Я посмотрела на того, кто так настойчиво просил меня высказаться. Молотов. И в глазах у него – колючки. Что ж, этого следовало ожидать.

Все замолчали. Я вздохнула. Так было всегда, ещё со школы. Когда я начинала говорить, все непроизвольно замолкали. И я до сих пор не могла понять, в чём причина такого внимания.

Но я не видела никого, кроме Громова. Он смотрел на меня совершенно… равнодушно, лишь с лёгкой улыбкой на губах. Я до боли в костяшках пальцев сжала бокал с шампанским.

– С удовольствием. Хотя я не очень хорошо умею произносить тосты, поэтому буду краткой. Максим Петрович, здоровья вам и всем вашим близким. Терпения и спокойствия на нашей нервной работе.
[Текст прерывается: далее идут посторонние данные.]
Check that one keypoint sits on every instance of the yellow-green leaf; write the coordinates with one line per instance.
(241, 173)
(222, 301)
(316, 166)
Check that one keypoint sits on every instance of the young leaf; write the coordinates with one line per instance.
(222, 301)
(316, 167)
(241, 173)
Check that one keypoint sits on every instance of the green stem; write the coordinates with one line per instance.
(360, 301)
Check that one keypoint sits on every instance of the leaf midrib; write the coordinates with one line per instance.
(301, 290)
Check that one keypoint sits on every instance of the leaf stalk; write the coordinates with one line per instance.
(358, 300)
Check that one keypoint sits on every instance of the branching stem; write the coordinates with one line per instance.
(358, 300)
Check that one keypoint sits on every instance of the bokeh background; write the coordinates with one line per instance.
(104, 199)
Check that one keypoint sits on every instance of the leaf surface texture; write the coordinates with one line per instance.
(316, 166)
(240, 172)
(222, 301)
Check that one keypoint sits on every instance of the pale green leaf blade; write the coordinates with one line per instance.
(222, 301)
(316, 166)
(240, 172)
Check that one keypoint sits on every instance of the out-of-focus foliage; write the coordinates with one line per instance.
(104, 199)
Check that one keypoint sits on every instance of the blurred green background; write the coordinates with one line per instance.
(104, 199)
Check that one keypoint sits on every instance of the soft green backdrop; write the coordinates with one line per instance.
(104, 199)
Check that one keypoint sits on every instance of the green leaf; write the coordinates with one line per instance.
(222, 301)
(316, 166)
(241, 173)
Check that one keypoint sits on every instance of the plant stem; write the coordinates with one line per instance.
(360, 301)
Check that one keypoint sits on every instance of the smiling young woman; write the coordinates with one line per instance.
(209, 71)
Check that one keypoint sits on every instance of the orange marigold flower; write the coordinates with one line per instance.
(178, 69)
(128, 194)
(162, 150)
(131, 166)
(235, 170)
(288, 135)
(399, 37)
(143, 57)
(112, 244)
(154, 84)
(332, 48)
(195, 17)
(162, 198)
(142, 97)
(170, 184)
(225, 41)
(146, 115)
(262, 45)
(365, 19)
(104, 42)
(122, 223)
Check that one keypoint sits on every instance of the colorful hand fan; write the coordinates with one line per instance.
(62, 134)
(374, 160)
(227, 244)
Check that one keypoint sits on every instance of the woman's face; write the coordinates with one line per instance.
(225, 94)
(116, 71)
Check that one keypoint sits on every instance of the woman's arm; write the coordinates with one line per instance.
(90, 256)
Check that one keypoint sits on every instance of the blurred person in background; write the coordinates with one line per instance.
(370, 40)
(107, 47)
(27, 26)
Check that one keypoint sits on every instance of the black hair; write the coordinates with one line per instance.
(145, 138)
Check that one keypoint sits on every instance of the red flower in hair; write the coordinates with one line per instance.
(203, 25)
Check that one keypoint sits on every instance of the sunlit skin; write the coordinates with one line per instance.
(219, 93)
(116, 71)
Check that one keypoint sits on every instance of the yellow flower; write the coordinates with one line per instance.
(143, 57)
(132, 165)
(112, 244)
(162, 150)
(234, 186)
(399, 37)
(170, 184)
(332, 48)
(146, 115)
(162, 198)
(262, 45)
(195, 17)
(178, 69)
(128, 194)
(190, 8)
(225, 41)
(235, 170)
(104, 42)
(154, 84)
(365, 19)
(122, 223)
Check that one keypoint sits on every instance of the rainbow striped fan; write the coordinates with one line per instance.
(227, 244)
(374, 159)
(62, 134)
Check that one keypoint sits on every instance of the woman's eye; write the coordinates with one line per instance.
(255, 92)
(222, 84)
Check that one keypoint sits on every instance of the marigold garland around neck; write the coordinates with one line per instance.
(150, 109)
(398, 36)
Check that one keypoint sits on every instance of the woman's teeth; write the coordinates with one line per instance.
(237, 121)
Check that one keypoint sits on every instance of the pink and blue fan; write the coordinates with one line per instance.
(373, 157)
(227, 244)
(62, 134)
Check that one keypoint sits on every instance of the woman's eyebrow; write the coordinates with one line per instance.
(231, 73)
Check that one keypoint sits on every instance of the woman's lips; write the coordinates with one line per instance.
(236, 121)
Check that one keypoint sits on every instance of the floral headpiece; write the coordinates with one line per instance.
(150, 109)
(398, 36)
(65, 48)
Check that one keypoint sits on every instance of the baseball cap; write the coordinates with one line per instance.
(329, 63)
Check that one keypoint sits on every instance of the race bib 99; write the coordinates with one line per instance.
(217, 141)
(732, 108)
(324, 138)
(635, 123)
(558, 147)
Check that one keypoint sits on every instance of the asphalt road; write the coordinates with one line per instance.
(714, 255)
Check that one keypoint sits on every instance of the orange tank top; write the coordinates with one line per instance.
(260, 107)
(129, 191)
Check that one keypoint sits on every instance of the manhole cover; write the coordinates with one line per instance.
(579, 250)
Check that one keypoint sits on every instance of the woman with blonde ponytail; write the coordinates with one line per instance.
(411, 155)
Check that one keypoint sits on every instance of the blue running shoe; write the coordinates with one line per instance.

Послышались осторожные смешки.

– И успехов во всех начинаниях, – я салютовала бокалом, показывая этим, что закончила. Со всех сторон раздались радостные крики, Громов, кажется, поблагодарил меня, но я уже ничего не слышала. Подождав несколько минут, я осторожно поставила бокал на стол и вышла из переговорной.

В нашем со Светочкой кабинете было на удивление тихо. Звуки «официальной пьянки» сюда не долетали. Я подошла к окну и открыла его.

Шёл дождь. Листья на деревьях ещё были зелёными, но на улице уже пахло осенью. Это был лёгкий, пряно-сладкий запах, «запах старения», как говорила моя мама. Я вдохнула полной грудью, чувствуя, как уходят дурные мысли, тревоги, боль. Там, на этом празднике жизни, мне не было места.

Да и видеть равнодушного Максима Петровича с некоторых пор стало выше моих сил.

– Наташа.

Я вздрогнула, услышав этот голос. Как я умудрилась не заметить, что он зашёл в кабинет?

Я обернулась. Громов стоял недалеко от двери. И он больше не выглядел равнодушным или отрешённым. В его глазах я увидела беспокойство. Но… что за странности?

– Почему ты ушла?

Я вздохнула. Неужели он пришёл только затем, чтобы узнать, почему я ушла из-за праздничного стола?

– Вы сердитесь? – выдохнула я, почти не подумав, что говорю.

Максим Петрович непонимающе посмотрел на меня.

– Нет. Я просто хотел узнать, что случилось, почему ты не хочешь быть вместе со всеми?

– Я не об этом. Я… я хотела узнать… Вы сердитесь, что я взяла отпуск на весь август?

Несколько секунд Громов просто смотрел на меня. Его глаза ничего не выражали. А потом он отвёл взгляд.

– Если я и сержусь, то только на себя, – чуть слышно ответил он.

– Но… В тот день, когда я вернулась… Вы так смотрели на меня! И потом, все эти дни… Почему вы меня игнорировали?

Я с удивлением услышала в своём голосе всё, что испытала за это время – обиду, непонимание, горечь, разочарование. На последнем слове мой голос задрожал.

И тогда Максим Петрович поднял голову. Он смотрел на меня со странным удивлением, смешанным с недоверием и страхом.

А потом мы одновременно сделали несколько шагов навстречу друг другу. И я оказалась в его объятиях. В тот момент я почувствовала такое облегчение, словно только что по меньшей мере излечилась от очень тяжёлой болезни. Слёзы брызнули из глаз.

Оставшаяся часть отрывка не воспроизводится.